As the loans were floating, there would be no penalties for paying them off faster than the minimum required repayments.
Demand would be managed by allocating loans by ballot, and he hoped the first home loan would be made before Christmas.
Only people who had been a member of Simplicity KiwiSaver for at least a year would be eligible to enter the ballot for loans.
Currently around 30 people a month were withdrawing KiwiSaver money for first home purchases each month from Simplicity.
Bank KiwiSaver schemes do not lend money direct to first home buyers as Simplicity KiwiSaver now does, Stubbs said.
Instead they lend KiwiSaver money to banks, including the banks which control them, and they in turn lend it out as home loans after adding a margin to earn a return for their shareholders.
'Banks provide most home loans in New Zealand and are driven to make profits by charging a margin. They pay less than 2 per cent for most deposits and then on-lend it to home buyers at interest rates closer to 4 per cent,' Stubbs said.
But as Simplicity was a not-for-profit scheme, no margin needed to be added to satisfy shareholders, Stubbs said.

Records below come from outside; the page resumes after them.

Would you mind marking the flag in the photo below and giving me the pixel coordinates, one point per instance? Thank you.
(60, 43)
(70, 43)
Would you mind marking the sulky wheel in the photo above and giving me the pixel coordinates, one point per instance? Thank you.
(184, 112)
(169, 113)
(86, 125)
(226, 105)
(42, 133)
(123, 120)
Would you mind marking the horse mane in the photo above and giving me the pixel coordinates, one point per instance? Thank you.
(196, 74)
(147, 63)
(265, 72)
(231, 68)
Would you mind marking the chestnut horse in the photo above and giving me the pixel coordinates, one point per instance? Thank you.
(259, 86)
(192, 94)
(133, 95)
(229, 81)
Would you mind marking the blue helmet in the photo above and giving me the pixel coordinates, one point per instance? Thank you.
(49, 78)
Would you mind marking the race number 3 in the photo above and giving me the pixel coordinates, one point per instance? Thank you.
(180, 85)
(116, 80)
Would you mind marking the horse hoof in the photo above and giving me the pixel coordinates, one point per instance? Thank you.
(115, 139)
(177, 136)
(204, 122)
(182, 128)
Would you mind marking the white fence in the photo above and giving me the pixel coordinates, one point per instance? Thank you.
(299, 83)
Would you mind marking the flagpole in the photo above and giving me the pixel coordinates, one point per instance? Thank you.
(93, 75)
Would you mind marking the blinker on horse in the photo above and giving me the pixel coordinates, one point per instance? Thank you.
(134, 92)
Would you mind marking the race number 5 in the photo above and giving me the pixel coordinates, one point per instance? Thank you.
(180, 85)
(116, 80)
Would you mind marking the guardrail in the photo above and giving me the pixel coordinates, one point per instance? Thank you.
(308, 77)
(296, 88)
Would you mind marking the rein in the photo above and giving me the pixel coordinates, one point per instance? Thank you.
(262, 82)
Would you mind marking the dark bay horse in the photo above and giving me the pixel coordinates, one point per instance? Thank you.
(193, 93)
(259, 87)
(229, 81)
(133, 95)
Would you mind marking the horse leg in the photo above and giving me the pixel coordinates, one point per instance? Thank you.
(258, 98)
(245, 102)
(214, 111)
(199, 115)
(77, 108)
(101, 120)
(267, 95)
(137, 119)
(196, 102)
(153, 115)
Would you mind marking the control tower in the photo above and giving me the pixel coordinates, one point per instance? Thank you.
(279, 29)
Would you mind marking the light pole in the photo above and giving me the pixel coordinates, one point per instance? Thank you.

The loans would earn interest for Simplicity KiwiSaver, which would be higher than the return KiwiSaver schemes typically earned from lending money to banks.
'Instead of getting 1 per cent from the banks, with the remainder of the cost of a home loan going to fuel bank shareholder returns, Simplicity KiwiSaver will be getting 2.7 to 2.8 per cent. They will be winning, and the borrowers will be winning.'
He likened the move to the old building society model of saving and lending.
'Not-for-profit building and friendly societies have been lending to their members for centuries', Stubbs said.
'We're calling this back to the future.'
The major banks could start making similar home loans direct from their KiwiSaver schemes, but Stubbs believed they would not.
'They would cannibalise their own businesses,' he said.
While Simplicity, which has $1.2 billion of KiwiSaver funds under management, would be starting small, in time Stubbs expected it to become a competitive force driving home loan rates down.
The ballots for loans will begin in early November. People whose names were drawn had six months to buy a house and draw down on their loans, Stubbs said.
'We may have our first person in their house by Christmas,' he said.